I can tell you this, however, one of the tests frequently used is whether the punishment is unnecessarily severe. We know prisons in the Marvel Universe have power dampening apparatus, which can suppress the super powers of their inmates so super villains can be held in prisons without having their personalities wiped and replaced. That being the case, Pleasant Hill might have difficulty withstanding a legal challenge, because its practice of committing assaults on the mind is a more severe punishment than is necessary.

Another test that is pretty much universal in its application to a cruel and unusual punishment analysis is that prisons may not deprive inmates of the basic necessities of life. While Pleasant Hill does provide food, clothing, shelter, sanitation, and medical care, there is another necessity that Pleasant Hill omits; the inmate’s ability to have visits from family members.

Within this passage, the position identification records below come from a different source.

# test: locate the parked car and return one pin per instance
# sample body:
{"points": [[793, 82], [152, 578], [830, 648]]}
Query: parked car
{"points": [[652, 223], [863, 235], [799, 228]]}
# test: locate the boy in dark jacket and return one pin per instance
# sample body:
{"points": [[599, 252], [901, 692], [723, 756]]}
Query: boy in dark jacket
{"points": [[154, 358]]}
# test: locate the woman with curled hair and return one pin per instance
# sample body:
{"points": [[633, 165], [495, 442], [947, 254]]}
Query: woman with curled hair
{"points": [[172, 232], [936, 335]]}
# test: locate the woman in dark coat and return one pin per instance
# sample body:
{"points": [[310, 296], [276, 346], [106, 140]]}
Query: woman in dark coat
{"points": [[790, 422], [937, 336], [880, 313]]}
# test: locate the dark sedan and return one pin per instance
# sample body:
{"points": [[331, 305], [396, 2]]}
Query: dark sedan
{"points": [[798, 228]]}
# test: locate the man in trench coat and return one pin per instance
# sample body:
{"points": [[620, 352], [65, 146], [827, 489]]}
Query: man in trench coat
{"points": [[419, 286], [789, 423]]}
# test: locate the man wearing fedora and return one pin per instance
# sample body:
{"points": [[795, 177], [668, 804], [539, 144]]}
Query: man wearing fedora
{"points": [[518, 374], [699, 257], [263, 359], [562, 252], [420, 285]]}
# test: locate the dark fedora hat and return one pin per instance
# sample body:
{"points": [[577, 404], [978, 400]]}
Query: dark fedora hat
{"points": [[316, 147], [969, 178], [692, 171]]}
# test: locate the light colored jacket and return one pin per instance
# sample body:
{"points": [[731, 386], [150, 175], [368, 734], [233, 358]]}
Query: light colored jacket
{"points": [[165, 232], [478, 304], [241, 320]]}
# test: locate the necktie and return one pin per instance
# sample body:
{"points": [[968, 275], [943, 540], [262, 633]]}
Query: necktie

The leading case on this matter is Overton v. Bazzzetta where inmates sued Michigan because of prison guidelines which limited who could visit inmates. The guidelines eliminated visitation rights for inmates who violated certain prison rules. It also denied inmates the right to have visits from their children if their parental rights had been terminated. The inmates sued under the First (free association), Eighth (cruel and unusual punishment), and Fourteenth (due process) Amendments. The Supreme Court upheld these regulations and found they bore a rational relation to the government’s interest in maintaining internal security in its prisons.

Overton only dealt with a partial denial of some of an inmate’s visitation rights. Inmates in Pleasant Hill are Cosmic Cubed into believing they’re different people. They’re not receiving family visits because they don’t know they have any families. And their families don’t know where they are.

Would the Overton analysis apply to the wide-spread and complete denial of all visitation rights by an inmate’s family and friends practiced in Pleasant Hill? How would the courts balance complete denial against the state’s need to maintain order? Especially when, as I noted before, Pleasant Hill’s mind wipe is a more severe form of punishment than is necessary for the purpose of imprisoning super villains.

I don’t know. The courts might rule in favor of the inmates and hold that denying them all visitation from family and friends in a manner that is more severe than it needs to be, is cruel and unusual punishment. Or they might not.

So why did I write this column, if I don’t know the answers to the questions I’m posing? Because these are the sort of things I think of when I read comic book stories. Even if there is no definitive answer, I still wonder what would happen if this happened in the real world.

And sometimes, like when I don’t have anything else to write about, I share what I’m wondering about with you. To see, are you pondering what I’m pondering?

(The first one of you who says anything about getting a monkey to use dental floss is gonna get such a hit!)